BACKGROUND: We estimated the burden of health care-associated infections (HAIs) occurring in Finnish adult acute care hospitals using national hospitalization data and estimates of HAI based on a recent national prevalence survey.
METHODS: A total of 7531 non-HAI patients and 703 HAI patients (8.5%) identified in the prevalence survey were included in the study. Using the patients' national identity numbers and the prevalence survey date, we obtained data on hospitalizations, including discharge diagnoses from the National Hospital Discharge Registry (NHDR), and the dates and causes of death from the National Population Information System. We converted the prevalence of HAI into incidence using the Rhame-Sudderth formula, assessed the 28-day case fatality of the HAI patients, and then extrapolated the annual estimates of HAI burden from the total number of hospitalizations in adult acute care hospitals in 2005 (n = 804,456). We also assessed the sensitivity of the NHDR diagnoses in identifying HAIs.

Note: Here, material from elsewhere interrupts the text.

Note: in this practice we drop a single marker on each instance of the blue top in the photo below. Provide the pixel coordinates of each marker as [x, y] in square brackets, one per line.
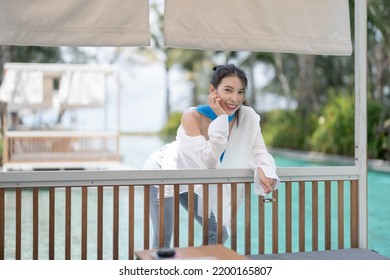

RESULTS: The estimated incidence of HAIs was 5.7% (95% confidence interval = 5.0% to 6.5%), and the 28-day case fatality was 9.8%. Thus, >8500 hospitalizations per million population annually would result in at least 1 HAI and approximately 270 HAI-associated deaths within 28 days. The sensitivity of the NHDR diagnoses was 34% (range by infection type, 0% to 67%).
CONCLUSION: Our disease burden estimates can be used in health care planning and resource allocation. The NHDR was not a reliable source for case finding of HAIs.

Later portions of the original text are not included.